The second thing I found was a highly reflective metal object that was difficult to identify or describe, other than it was a highly reflective and vaguely cylindrical. Its shape looked somehow wrong, even though it wasn’t similar to anything I’ve seen before. I could not understand why looking at it gave me an uneasy feeling. I thought that it was because it might be a genuine alien artifact I was holding in my hand. That was a huge deal. But there was something else nagging me, something in the deep recesses of my mind begging me to notice… And then it hit me: there was a metal glint of something in my surveillance video of the forest anomaly. I felt shivers running down my spine. Was it Theo I saw entering my forest artifact? Why was he there? Did his AI try to kill me then? Or was it the Horsemen’s AI? Why was he trying to save me, if his own AI was trying to kill me? This did not make any sense, which was an ever more regular occurrence lately. Nothing made sense since that damn invisible wall in the forest… I pocketed the key, assuming it was what I think it was.

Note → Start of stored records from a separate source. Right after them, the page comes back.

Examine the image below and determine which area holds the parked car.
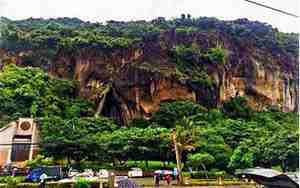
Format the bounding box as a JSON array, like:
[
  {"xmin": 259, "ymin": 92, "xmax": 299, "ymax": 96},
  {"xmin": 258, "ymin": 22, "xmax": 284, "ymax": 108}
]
[
  {"xmin": 26, "ymin": 166, "xmax": 63, "ymax": 182},
  {"xmin": 128, "ymin": 168, "xmax": 143, "ymax": 177},
  {"xmin": 97, "ymin": 169, "xmax": 109, "ymax": 178}
]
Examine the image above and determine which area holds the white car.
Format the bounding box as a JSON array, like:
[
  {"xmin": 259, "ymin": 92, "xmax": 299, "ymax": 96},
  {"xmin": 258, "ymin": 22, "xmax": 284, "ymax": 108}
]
[
  {"xmin": 128, "ymin": 168, "xmax": 143, "ymax": 177},
  {"xmin": 97, "ymin": 169, "xmax": 109, "ymax": 178}
]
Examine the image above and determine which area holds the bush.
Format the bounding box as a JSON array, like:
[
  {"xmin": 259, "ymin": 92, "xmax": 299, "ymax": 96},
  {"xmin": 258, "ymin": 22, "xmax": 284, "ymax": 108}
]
[
  {"xmin": 206, "ymin": 46, "xmax": 229, "ymax": 65},
  {"xmin": 75, "ymin": 179, "xmax": 91, "ymax": 188},
  {"xmin": 0, "ymin": 181, "xmax": 108, "ymax": 188},
  {"xmin": 191, "ymin": 171, "xmax": 228, "ymax": 179}
]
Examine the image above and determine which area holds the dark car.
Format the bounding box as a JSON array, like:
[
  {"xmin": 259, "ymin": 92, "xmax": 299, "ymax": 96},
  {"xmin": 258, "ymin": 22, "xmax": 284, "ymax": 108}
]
[{"xmin": 26, "ymin": 166, "xmax": 62, "ymax": 182}]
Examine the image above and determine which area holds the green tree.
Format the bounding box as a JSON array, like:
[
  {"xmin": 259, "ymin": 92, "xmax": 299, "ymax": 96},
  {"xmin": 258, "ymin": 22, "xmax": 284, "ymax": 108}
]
[{"xmin": 188, "ymin": 153, "xmax": 215, "ymax": 178}]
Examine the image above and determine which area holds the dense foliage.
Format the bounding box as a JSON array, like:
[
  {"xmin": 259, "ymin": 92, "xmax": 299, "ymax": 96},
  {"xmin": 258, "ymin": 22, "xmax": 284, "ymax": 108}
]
[
  {"xmin": 0, "ymin": 65, "xmax": 92, "ymax": 118},
  {"xmin": 0, "ymin": 16, "xmax": 299, "ymax": 176}
]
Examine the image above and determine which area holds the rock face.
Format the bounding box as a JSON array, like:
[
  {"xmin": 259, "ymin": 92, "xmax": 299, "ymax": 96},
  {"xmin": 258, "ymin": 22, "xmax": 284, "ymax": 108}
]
[{"xmin": 0, "ymin": 18, "xmax": 299, "ymax": 124}]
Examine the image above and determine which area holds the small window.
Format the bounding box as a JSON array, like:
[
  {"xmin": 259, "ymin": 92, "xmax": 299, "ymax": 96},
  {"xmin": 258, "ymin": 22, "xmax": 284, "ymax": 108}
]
[{"xmin": 11, "ymin": 136, "xmax": 31, "ymax": 162}]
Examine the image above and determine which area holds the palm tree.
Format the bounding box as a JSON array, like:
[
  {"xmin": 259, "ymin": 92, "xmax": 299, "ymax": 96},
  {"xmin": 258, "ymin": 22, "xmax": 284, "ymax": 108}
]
[{"xmin": 172, "ymin": 117, "xmax": 195, "ymax": 185}]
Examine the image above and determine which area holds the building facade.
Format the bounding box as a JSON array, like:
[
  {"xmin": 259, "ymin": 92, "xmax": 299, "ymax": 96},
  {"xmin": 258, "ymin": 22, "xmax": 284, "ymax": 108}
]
[{"xmin": 0, "ymin": 118, "xmax": 39, "ymax": 167}]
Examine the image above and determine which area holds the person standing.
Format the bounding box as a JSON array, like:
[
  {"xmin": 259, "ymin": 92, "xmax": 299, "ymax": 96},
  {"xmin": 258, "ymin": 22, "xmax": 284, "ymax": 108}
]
[
  {"xmin": 165, "ymin": 174, "xmax": 172, "ymax": 186},
  {"xmin": 154, "ymin": 174, "xmax": 160, "ymax": 187}
]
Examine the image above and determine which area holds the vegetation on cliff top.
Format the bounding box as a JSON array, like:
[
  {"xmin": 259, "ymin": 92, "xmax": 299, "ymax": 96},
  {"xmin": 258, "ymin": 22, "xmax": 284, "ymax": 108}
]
[
  {"xmin": 0, "ymin": 16, "xmax": 299, "ymax": 175},
  {"xmin": 0, "ymin": 59, "xmax": 299, "ymax": 172},
  {"xmin": 0, "ymin": 16, "xmax": 298, "ymax": 56}
]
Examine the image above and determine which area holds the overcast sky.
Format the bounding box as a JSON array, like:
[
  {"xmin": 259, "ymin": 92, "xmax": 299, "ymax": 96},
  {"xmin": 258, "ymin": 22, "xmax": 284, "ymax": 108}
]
[{"xmin": 0, "ymin": 0, "xmax": 299, "ymax": 32}]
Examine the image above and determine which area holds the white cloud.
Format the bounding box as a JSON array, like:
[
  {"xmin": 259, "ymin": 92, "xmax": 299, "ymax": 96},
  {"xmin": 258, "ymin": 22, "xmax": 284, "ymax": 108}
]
[{"xmin": 0, "ymin": 0, "xmax": 299, "ymax": 32}]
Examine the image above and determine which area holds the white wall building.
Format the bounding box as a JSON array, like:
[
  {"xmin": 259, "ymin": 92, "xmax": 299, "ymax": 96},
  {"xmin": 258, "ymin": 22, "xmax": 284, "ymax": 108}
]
[{"xmin": 0, "ymin": 118, "xmax": 39, "ymax": 167}]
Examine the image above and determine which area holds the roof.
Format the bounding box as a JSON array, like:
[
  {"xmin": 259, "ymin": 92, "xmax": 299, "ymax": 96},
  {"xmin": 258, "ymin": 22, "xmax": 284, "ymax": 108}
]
[
  {"xmin": 237, "ymin": 167, "xmax": 299, "ymax": 188},
  {"xmin": 237, "ymin": 167, "xmax": 282, "ymax": 178}
]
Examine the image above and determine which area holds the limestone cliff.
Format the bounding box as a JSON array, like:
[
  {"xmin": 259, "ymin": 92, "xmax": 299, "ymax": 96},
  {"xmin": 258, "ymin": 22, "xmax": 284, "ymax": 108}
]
[{"xmin": 0, "ymin": 16, "xmax": 299, "ymax": 124}]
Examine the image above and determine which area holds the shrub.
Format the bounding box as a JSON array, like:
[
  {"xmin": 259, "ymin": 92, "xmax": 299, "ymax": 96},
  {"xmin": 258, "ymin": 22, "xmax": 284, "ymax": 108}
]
[
  {"xmin": 75, "ymin": 179, "xmax": 91, "ymax": 188},
  {"xmin": 206, "ymin": 46, "xmax": 229, "ymax": 65},
  {"xmin": 191, "ymin": 171, "xmax": 228, "ymax": 179}
]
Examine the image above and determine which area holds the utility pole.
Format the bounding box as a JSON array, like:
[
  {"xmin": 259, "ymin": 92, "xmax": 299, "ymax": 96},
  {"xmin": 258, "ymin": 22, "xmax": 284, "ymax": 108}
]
[{"xmin": 172, "ymin": 129, "xmax": 184, "ymax": 185}]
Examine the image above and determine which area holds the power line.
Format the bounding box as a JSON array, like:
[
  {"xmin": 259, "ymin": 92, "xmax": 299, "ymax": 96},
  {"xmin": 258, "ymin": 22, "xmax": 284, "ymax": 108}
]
[{"xmin": 244, "ymin": 0, "xmax": 299, "ymax": 18}]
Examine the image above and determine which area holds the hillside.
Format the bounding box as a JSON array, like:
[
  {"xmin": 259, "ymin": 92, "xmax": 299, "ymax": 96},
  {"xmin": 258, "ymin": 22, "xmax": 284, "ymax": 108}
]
[{"xmin": 0, "ymin": 15, "xmax": 299, "ymax": 124}]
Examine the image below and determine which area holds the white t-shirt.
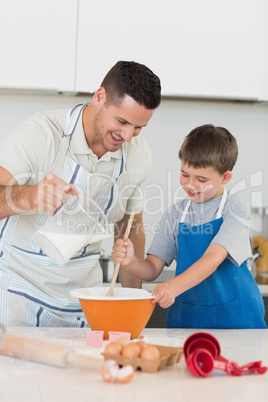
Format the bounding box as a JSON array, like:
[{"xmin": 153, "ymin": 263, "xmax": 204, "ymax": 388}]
[
  {"xmin": 0, "ymin": 109, "xmax": 152, "ymax": 214},
  {"xmin": 148, "ymin": 192, "xmax": 253, "ymax": 266}
]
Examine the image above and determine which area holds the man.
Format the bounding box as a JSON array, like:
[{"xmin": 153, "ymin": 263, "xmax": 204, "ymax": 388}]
[{"xmin": 0, "ymin": 61, "xmax": 161, "ymax": 326}]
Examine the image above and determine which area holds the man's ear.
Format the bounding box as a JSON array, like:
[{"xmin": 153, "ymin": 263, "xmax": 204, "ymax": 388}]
[
  {"xmin": 92, "ymin": 87, "xmax": 106, "ymax": 106},
  {"xmin": 222, "ymin": 170, "xmax": 233, "ymax": 184}
]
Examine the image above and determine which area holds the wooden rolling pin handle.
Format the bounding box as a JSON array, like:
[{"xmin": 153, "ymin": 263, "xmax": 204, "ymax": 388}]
[
  {"xmin": 0, "ymin": 334, "xmax": 102, "ymax": 368},
  {"xmin": 0, "ymin": 333, "xmax": 72, "ymax": 367}
]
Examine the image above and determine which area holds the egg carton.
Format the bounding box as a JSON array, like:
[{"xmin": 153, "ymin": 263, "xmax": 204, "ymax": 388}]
[{"xmin": 102, "ymin": 345, "xmax": 183, "ymax": 373}]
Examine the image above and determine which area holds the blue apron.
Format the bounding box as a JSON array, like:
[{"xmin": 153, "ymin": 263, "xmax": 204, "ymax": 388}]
[{"xmin": 166, "ymin": 191, "xmax": 266, "ymax": 328}]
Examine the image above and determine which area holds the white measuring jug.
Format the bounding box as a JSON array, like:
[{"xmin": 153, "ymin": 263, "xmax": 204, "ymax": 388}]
[{"xmin": 35, "ymin": 194, "xmax": 113, "ymax": 265}]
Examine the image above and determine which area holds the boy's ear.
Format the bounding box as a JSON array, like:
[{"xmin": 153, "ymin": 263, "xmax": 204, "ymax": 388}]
[{"xmin": 222, "ymin": 170, "xmax": 233, "ymax": 184}]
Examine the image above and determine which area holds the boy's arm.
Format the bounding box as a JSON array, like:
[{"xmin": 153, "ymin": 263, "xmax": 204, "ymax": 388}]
[
  {"xmin": 112, "ymin": 239, "xmax": 166, "ymax": 281},
  {"xmin": 153, "ymin": 243, "xmax": 228, "ymax": 308}
]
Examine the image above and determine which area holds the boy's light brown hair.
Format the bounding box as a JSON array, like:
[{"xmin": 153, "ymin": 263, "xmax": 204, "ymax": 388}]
[{"xmin": 179, "ymin": 124, "xmax": 238, "ymax": 175}]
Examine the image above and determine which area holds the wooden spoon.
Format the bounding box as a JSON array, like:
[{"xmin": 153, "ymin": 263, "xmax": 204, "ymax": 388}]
[{"xmin": 106, "ymin": 209, "xmax": 135, "ymax": 296}]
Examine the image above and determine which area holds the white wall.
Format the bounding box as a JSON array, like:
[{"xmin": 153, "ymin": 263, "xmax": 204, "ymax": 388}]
[{"xmin": 0, "ymin": 93, "xmax": 268, "ymax": 252}]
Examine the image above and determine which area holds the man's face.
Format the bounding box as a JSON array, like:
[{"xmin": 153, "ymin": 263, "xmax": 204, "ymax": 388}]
[{"xmin": 93, "ymin": 95, "xmax": 154, "ymax": 152}]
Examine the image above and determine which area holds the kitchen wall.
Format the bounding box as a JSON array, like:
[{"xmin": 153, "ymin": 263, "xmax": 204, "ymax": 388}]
[{"xmin": 0, "ymin": 91, "xmax": 268, "ymax": 260}]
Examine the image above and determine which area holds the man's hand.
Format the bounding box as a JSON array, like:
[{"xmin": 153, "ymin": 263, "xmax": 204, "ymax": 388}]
[
  {"xmin": 112, "ymin": 239, "xmax": 134, "ymax": 267},
  {"xmin": 29, "ymin": 173, "xmax": 79, "ymax": 214}
]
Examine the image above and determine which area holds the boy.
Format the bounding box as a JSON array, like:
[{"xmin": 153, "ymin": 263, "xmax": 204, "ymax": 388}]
[{"xmin": 112, "ymin": 125, "xmax": 266, "ymax": 328}]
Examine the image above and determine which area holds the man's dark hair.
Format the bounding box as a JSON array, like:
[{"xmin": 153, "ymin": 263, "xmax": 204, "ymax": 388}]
[
  {"xmin": 179, "ymin": 124, "xmax": 238, "ymax": 174},
  {"xmin": 101, "ymin": 61, "xmax": 161, "ymax": 110}
]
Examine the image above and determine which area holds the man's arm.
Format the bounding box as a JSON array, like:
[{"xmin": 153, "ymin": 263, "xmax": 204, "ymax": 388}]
[
  {"xmin": 114, "ymin": 212, "xmax": 145, "ymax": 288},
  {"xmin": 0, "ymin": 167, "xmax": 78, "ymax": 219}
]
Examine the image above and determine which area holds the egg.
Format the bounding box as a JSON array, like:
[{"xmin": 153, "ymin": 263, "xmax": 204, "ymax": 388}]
[
  {"xmin": 101, "ymin": 360, "xmax": 119, "ymax": 382},
  {"xmin": 104, "ymin": 342, "xmax": 123, "ymax": 355},
  {"xmin": 116, "ymin": 364, "xmax": 135, "ymax": 383},
  {"xmin": 116, "ymin": 338, "xmax": 129, "ymax": 347},
  {"xmin": 136, "ymin": 341, "xmax": 148, "ymax": 352},
  {"xmin": 141, "ymin": 345, "xmax": 160, "ymax": 360},
  {"xmin": 122, "ymin": 343, "xmax": 141, "ymax": 359},
  {"xmin": 101, "ymin": 360, "xmax": 134, "ymax": 383}
]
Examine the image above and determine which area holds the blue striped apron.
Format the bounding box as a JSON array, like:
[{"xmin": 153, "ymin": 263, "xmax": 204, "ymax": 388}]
[{"xmin": 0, "ymin": 104, "xmax": 127, "ymax": 327}]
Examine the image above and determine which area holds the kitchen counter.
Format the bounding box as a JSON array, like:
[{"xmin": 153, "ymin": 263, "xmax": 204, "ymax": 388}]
[
  {"xmin": 0, "ymin": 328, "xmax": 268, "ymax": 402},
  {"xmin": 142, "ymin": 282, "xmax": 268, "ymax": 297}
]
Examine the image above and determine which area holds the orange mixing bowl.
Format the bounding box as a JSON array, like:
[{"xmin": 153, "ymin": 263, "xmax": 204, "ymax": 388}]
[{"xmin": 71, "ymin": 287, "xmax": 155, "ymax": 339}]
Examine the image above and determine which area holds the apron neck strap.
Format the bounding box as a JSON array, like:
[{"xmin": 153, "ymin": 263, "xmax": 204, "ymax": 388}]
[
  {"xmin": 180, "ymin": 188, "xmax": 227, "ymax": 223},
  {"xmin": 216, "ymin": 188, "xmax": 227, "ymax": 219},
  {"xmin": 64, "ymin": 102, "xmax": 90, "ymax": 137}
]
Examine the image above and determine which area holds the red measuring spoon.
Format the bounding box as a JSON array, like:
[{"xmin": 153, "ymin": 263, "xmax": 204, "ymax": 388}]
[{"xmin": 183, "ymin": 332, "xmax": 267, "ymax": 377}]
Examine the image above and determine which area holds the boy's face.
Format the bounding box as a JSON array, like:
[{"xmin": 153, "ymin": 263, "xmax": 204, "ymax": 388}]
[{"xmin": 180, "ymin": 161, "xmax": 232, "ymax": 204}]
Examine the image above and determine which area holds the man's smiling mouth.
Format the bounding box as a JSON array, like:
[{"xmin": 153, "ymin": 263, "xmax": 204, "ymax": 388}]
[{"xmin": 110, "ymin": 131, "xmax": 124, "ymax": 143}]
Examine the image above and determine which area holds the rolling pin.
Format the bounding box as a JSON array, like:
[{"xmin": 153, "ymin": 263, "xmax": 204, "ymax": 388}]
[{"xmin": 0, "ymin": 333, "xmax": 103, "ymax": 368}]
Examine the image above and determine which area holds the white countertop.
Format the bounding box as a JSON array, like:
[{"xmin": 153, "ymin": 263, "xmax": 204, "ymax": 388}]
[
  {"xmin": 0, "ymin": 328, "xmax": 268, "ymax": 402},
  {"xmin": 140, "ymin": 282, "xmax": 268, "ymax": 297}
]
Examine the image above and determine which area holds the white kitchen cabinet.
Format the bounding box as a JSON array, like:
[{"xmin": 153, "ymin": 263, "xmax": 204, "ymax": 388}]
[
  {"xmin": 75, "ymin": 0, "xmax": 268, "ymax": 100},
  {"xmin": 0, "ymin": 0, "xmax": 78, "ymax": 92}
]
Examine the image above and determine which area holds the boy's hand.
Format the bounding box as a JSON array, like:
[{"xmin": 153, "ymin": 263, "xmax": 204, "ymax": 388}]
[
  {"xmin": 153, "ymin": 282, "xmax": 176, "ymax": 308},
  {"xmin": 112, "ymin": 239, "xmax": 135, "ymax": 266}
]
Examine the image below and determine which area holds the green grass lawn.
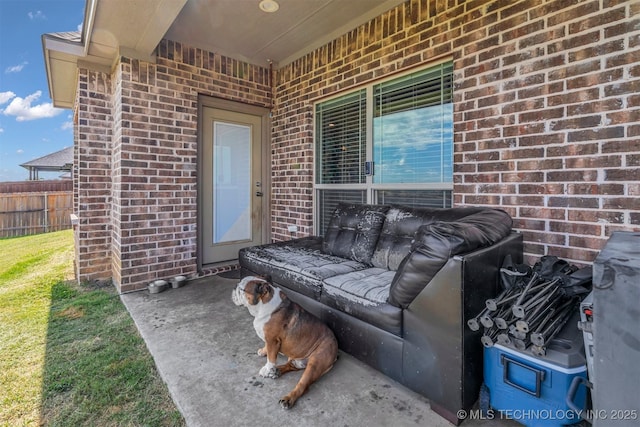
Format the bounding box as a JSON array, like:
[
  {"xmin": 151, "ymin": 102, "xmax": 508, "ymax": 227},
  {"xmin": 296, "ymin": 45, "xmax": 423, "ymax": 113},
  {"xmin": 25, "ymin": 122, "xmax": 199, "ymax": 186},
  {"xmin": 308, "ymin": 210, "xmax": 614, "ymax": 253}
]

The third object was a regular key – not sure what from, but I took it just in case. All that was left was his gun, which I slung over my shoulder along with others with a heavy sigh. Thank heavens I didn’t have to walk long with all this clanking and unwieldy load.
I went back to the cabin, dropping guns on the floor on the way to the kitchen, poured myself some single malt, drowned it in one gulp and went upstairs to pick up the brain interface baseball cap. It was lying on the floor next to the bed. It must have fallen off my head when I fell asleep. I wouldn’t want to forget something like that. It had all the documents, videos and data that could help me figuring out what to do. Maybe I could contact their AI or the ship with it? I haven’t really explored its full functionality yet.
As soon as I put it on my head, a notification popped up in my view about a new incoming message. I opened it, curious about who it was from: Theo was supposed to be the only one of his race left on this planet. But it was not a message to Theo. It was a message from Theo.